Office of Governor Gavin Newsom, January 7, 2019
In his first act as California’s 40th Governor, Governor Gavin Newsom announced a series of major, first-in-the-nation executive actions and budget proposals to lower prescription drug and health care costs for all California families and move California closer to the goal of health care for all.
(The Governor) Calls on the federal government to empower California to truly innovate: Governor Newsom has long said California should be the national leader in health care innovation. However, instead of cultivating and rewarding good ideas, current federal law hinders truly transformative innovation, such as a single-payer health care system. Governor Newsom sent a letter today to President Trump and Congressional leaders calling on the federal government to lift these limitations and, instead, empower states like California to enact transformative change that would allow California to develop a single-payer health system to achieve universal coverage, contain costs, and promote quality and affordability.
Office of the Governor, Letter, January 7, 2019
The Honorable Donald J. Trump
The Honorable Mitch McConnell
The Honorable Charles E. Schumer
The Honorable Nancy Pelosi
The Honorable Kevin McCarthy
(Brief excerpts from a 6 page letter)
Existing law permits only limited, piecemeal innovation – not the comprehensive reform necessary to address the myriad challenges that Californians face when navigating today’s health care system.

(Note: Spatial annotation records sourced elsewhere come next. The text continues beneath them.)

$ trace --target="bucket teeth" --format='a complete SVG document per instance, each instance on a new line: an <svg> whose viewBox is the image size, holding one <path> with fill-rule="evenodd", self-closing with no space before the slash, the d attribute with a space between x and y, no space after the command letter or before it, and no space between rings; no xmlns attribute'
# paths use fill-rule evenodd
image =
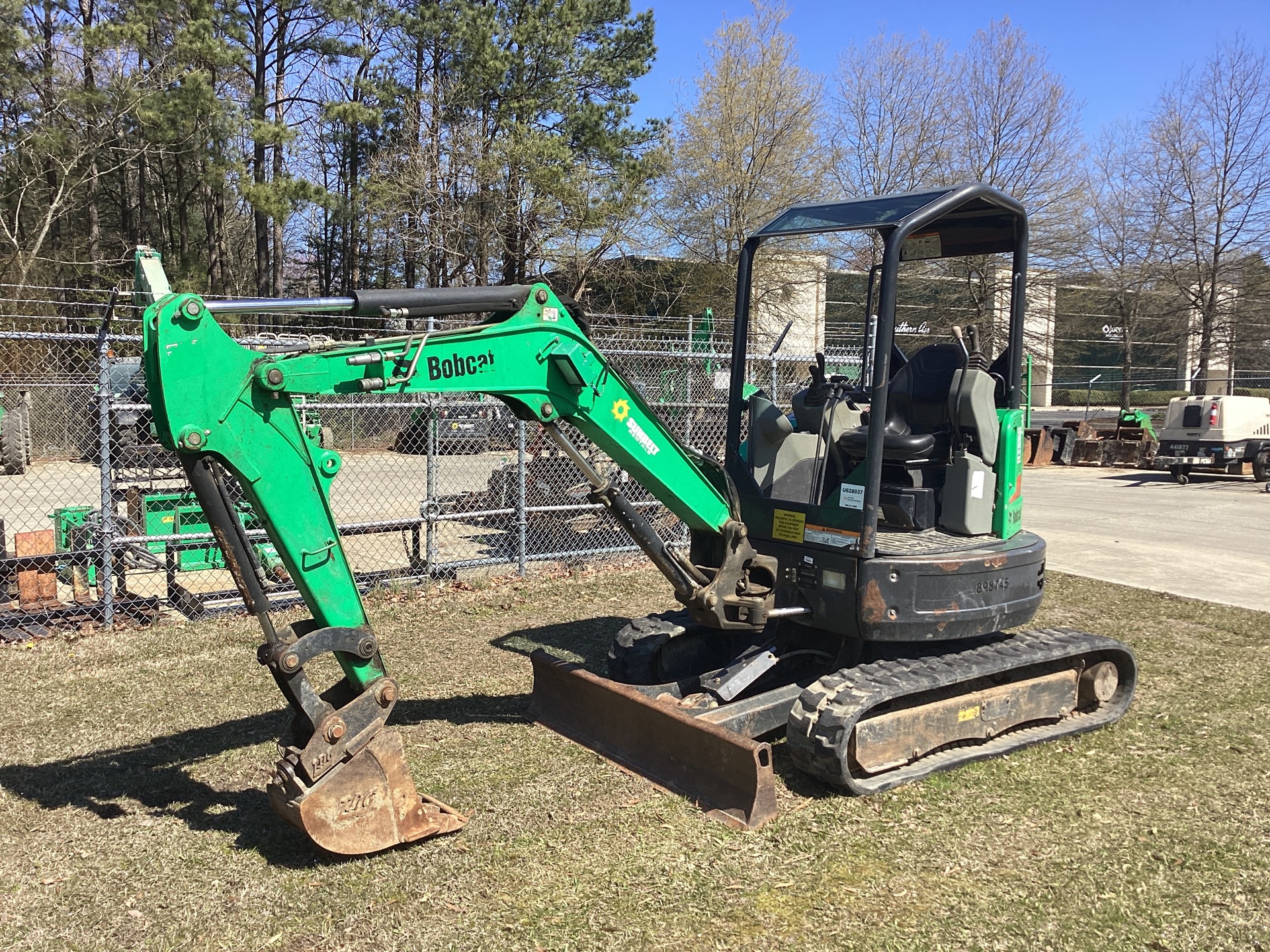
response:
<svg viewBox="0 0 1270 952"><path fill-rule="evenodd" d="M467 817L422 796L405 765L401 735L380 731L370 744L312 786L286 758L268 786L269 803L323 849L362 856L453 833Z"/></svg>

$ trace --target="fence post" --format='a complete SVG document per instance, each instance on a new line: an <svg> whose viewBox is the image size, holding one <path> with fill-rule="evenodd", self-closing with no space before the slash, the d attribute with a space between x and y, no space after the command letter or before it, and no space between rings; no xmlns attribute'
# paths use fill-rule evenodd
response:
<svg viewBox="0 0 1270 952"><path fill-rule="evenodd" d="M521 578L525 578L525 565L528 561L528 515L526 505L525 481L525 420L516 421L516 566Z"/></svg>
<svg viewBox="0 0 1270 952"><path fill-rule="evenodd" d="M114 482L110 479L110 320L114 317L114 302L118 296L119 289L113 288L97 334L97 425L102 461L102 510L98 519L98 551L102 553L102 567L98 570L98 578L102 583L104 628L114 627L114 553L110 547L114 537Z"/></svg>
<svg viewBox="0 0 1270 952"><path fill-rule="evenodd" d="M437 326L437 319L428 317L428 333L431 334ZM427 506L427 519L428 519L428 576L432 576L432 567L437 564L437 406L434 400L429 400L428 410L428 459L424 467L428 482L428 506Z"/></svg>

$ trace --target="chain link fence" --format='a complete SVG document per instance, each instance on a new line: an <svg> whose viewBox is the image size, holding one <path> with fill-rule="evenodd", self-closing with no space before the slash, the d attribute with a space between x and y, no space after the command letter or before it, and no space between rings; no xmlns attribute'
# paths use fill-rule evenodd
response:
<svg viewBox="0 0 1270 952"><path fill-rule="evenodd" d="M0 520L8 609L0 628L83 622L173 607L198 617L240 603L178 458L159 446L140 366L140 312L127 294L0 288ZM338 319L337 319L338 320ZM278 321L278 322L271 322ZM222 326L251 345L291 336L358 340L381 320L253 316ZM319 321L326 321L320 324ZM592 339L688 447L723 457L730 335L682 317L592 316ZM438 326L439 325L438 322ZM444 325L453 326L453 325ZM394 329L387 329L391 333ZM813 355L756 357L757 386L789 406ZM859 368L859 350L829 355ZM635 551L582 473L536 424L480 393L297 399L342 453L331 509L363 588L488 567ZM5 426L5 419L10 425ZM564 432L672 545L682 523L579 432ZM10 446L5 433L22 446ZM240 517L277 605L296 599L258 514Z"/></svg>

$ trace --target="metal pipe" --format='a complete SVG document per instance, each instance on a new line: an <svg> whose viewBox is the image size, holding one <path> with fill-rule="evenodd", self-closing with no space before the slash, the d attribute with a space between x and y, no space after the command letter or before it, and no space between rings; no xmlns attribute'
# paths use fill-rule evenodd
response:
<svg viewBox="0 0 1270 952"><path fill-rule="evenodd" d="M525 481L525 420L516 421L516 566L521 574L525 576L525 565L528 561L528 536L530 536L530 520L526 517L525 504L527 501L526 496L526 481Z"/></svg>
<svg viewBox="0 0 1270 952"><path fill-rule="evenodd" d="M749 344L749 272L761 239L751 237L740 246L737 259L737 305L732 330L732 372L728 380L728 428L724 437L724 466L733 480L754 481L740 462L740 393L745 387L745 358ZM772 395L776 399L776 395ZM748 479L745 479L748 477Z"/></svg>
<svg viewBox="0 0 1270 952"><path fill-rule="evenodd" d="M203 301L212 314L293 314L296 311L352 311L352 297L240 297L229 301Z"/></svg>
<svg viewBox="0 0 1270 952"><path fill-rule="evenodd" d="M428 317L428 334L432 334L437 327L437 319ZM437 498L437 411L432 409L428 411L428 458L424 462L425 482L428 489L428 500L432 501ZM433 513L433 506L428 506L428 531L427 531L427 551L428 551L428 572L432 572L432 566L437 561L437 519Z"/></svg>
<svg viewBox="0 0 1270 952"><path fill-rule="evenodd" d="M102 317L97 340L97 426L100 457L100 519L98 522L102 550L102 567L98 579L102 585L102 627L114 627L114 553L110 537L114 534L114 482L110 479L110 320L119 289L110 291L110 300Z"/></svg>
<svg viewBox="0 0 1270 952"><path fill-rule="evenodd" d="M792 618L796 614L812 614L812 609L803 605L790 608L773 608L767 613L768 618Z"/></svg>

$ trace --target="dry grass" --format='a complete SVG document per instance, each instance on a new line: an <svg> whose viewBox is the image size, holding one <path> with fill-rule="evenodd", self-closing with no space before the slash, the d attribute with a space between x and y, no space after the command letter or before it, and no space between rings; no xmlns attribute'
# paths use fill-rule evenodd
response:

However, to address this ongoing cost crisis in health care in the most effective way, we must have the federal tools to support California’s ability to provide quality healthcare for everyone, financed through a single-payer model like Medicare. We must have the tools to innovate and expand the Affordable Care Act. even as we build towards a more comprehensive, universal system that works for patients, providers, and taxpayers alike.
A comprehensive solution to affordable health care will require both wisdom and courage, with States and the federal government working together as partners. First and foremost, I ask that you amend federal law to enable States to apply for Transformational Cost and Universal Coverage Waivers, empowering California to pursue transformative health care reform, such as a single-payer system. Further, I ask that you build on the progress of the Affordable Care Act, especially by bolstering the affordability provisions of the law.
Gavin Newsom, Governor of California
By Don McCanne, M.D.
Various federal policies and programs have prevented states from accomplishing transition into a state-level single payer system. In his first action, moments after his inauguration, Governor Gavin Newsom signed an executive order to create the largest single purchaser for prescription drugs and allow private employers to join the state in negotiating drug prices. Immediately after that, he signed a letter to the President and Congress asking that federal law be amended to permit a single payer financing system, like Medicare, in California. The letter also requested numerous innovations that would build on the progress of the Affordable Care Act.
There should be no confusion about priorities here. The political climate has improved for enactment of a national Medicare for All program, though not until after the next elections. Every effort should be made to set the stage for such an outcome. Because of the uncertainties of being able to accomplish that goal, willing states like California should move ahead with efforts to establish their own single payer systems, such as Saskatchewan did in Canada before the Canada Health Act was enacted. Since there are also uncertainties about the politics of establishing state single payer programs, it is appropriate to move forward with efforts to strengthen the benefits of the Affordable Care Act on a transitional basis. The primary caveat is that that we cannot allow lesser efforts to diminish in the least our resolve to establish a national Single Payer Medicare for All program. If the politics are not aligned, we need to change them.